Raft Wars

When making big life changes, I tend to stagnate. There’s always some side mission I have to get to before finishing the main one. It’s not that I am not making any progress in my life, but it’s not where I need it to be. I go on tangents easy. I go perpendicular from the point. It ties into that superficiality that seems to consume me. I want to be understood, but I am afraid of the acknowledgment, like when you have something to say to someone but are afraid of the consequences.

It seems like it would help to know others are going through problems as well, but it only helps when they solve the problems I am currently going through. If I already solved those problems, I don’t really need alternate solutions. They are nice “what-if’s”, but that’s part of my problem: giving those questions space. Some questions should not be entertained.
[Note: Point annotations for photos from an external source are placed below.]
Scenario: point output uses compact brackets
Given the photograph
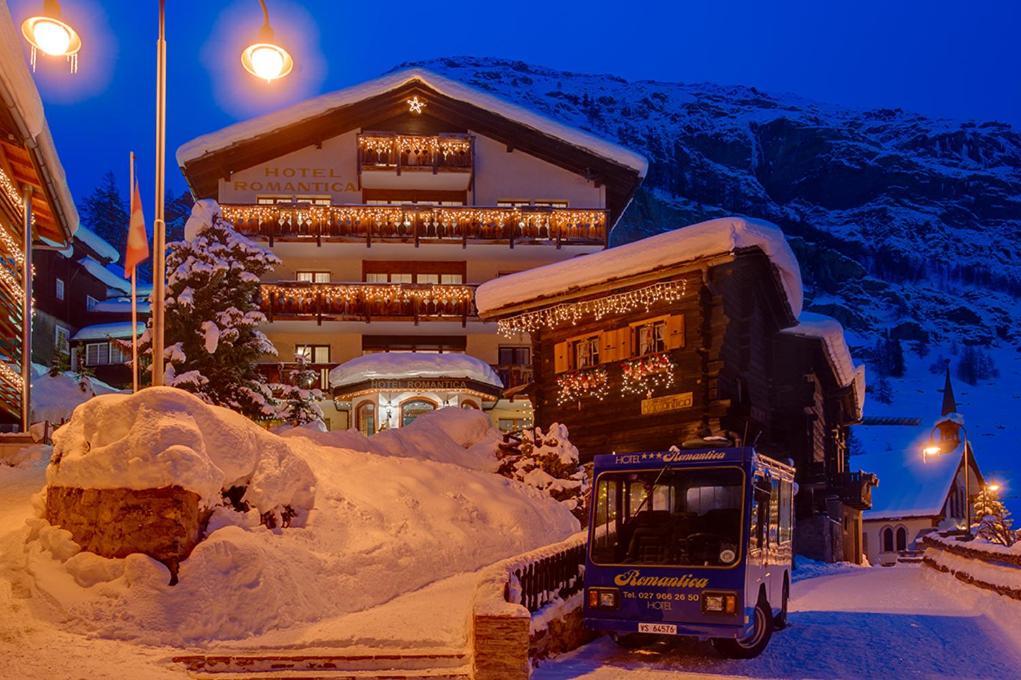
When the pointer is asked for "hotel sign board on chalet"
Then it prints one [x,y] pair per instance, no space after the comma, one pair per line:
[667,403]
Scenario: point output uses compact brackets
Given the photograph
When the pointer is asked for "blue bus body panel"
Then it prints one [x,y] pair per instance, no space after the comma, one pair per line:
[673,594]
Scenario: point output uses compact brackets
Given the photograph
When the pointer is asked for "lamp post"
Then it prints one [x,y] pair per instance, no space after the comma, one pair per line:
[263,58]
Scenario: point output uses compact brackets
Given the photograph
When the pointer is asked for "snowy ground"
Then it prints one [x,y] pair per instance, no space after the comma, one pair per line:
[904,622]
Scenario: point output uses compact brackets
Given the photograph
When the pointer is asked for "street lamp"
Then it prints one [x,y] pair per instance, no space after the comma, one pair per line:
[263,58]
[47,32]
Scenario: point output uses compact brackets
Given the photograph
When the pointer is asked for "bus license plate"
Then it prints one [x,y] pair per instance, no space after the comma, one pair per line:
[663,629]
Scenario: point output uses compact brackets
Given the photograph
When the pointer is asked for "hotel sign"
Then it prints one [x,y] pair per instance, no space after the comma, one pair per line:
[668,403]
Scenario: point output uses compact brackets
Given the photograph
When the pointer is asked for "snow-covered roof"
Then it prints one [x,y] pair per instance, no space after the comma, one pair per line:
[910,484]
[19,88]
[115,330]
[100,245]
[675,247]
[395,366]
[827,329]
[309,108]
[120,305]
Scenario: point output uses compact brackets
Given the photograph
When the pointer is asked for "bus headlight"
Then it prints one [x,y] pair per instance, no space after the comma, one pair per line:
[602,598]
[720,602]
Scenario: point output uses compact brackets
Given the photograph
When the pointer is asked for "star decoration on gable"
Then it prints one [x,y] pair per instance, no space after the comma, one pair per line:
[416,105]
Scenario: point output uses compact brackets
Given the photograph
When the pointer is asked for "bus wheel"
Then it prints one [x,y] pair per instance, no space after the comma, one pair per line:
[752,645]
[780,622]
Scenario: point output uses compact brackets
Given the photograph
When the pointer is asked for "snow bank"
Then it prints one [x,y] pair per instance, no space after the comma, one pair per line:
[163,437]
[681,245]
[381,525]
[462,436]
[393,366]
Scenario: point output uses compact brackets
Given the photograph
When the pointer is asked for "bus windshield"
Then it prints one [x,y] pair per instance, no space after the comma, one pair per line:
[675,517]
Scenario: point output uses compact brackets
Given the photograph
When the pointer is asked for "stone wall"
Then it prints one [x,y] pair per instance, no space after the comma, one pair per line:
[164,524]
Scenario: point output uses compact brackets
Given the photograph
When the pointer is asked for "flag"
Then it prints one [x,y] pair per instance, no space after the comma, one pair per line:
[138,242]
Anyways, it feels like we are each on a raft and sometimes it feels better to trade it for a boat. I wonder is it ever worth it to trade a boat for a raft. I mean, they had to on the Titanic didn’t they? It’s a good last resort, so it is good to have both. Being stuck alone in the vast ocean is a death wish, so any way to stay visible is an aid. I might be getting too distant from the original point, but it feels like we are in wars for these rafts and boats. Everyone wants to live in a yacht, but nobody wants to trade up their rafts. We want our boat and our emergency raft too. Who is to blame us?

So if there is this constant battle with the old and the new, it must help to have both. Like Theseus’s ship, maybe the real question of whether the ship is still the same after replacing all the parts is in the blueprints. People with all their problems solved do have the blueprints to their success. Some people sell the blueprints, and some sell the ships. Some own the dock and they must feel so proud of the platform they created. Some built the lighthouse so that the sailors stay safe.

You don’t have to trade up your rafts for a house or vice-versa. You don’t need a boat or a yacht. Fisherman, traders, and military need boats. The rest of us need to learn how to support them instead of always wanting to be supported. That yacht won’t float forever.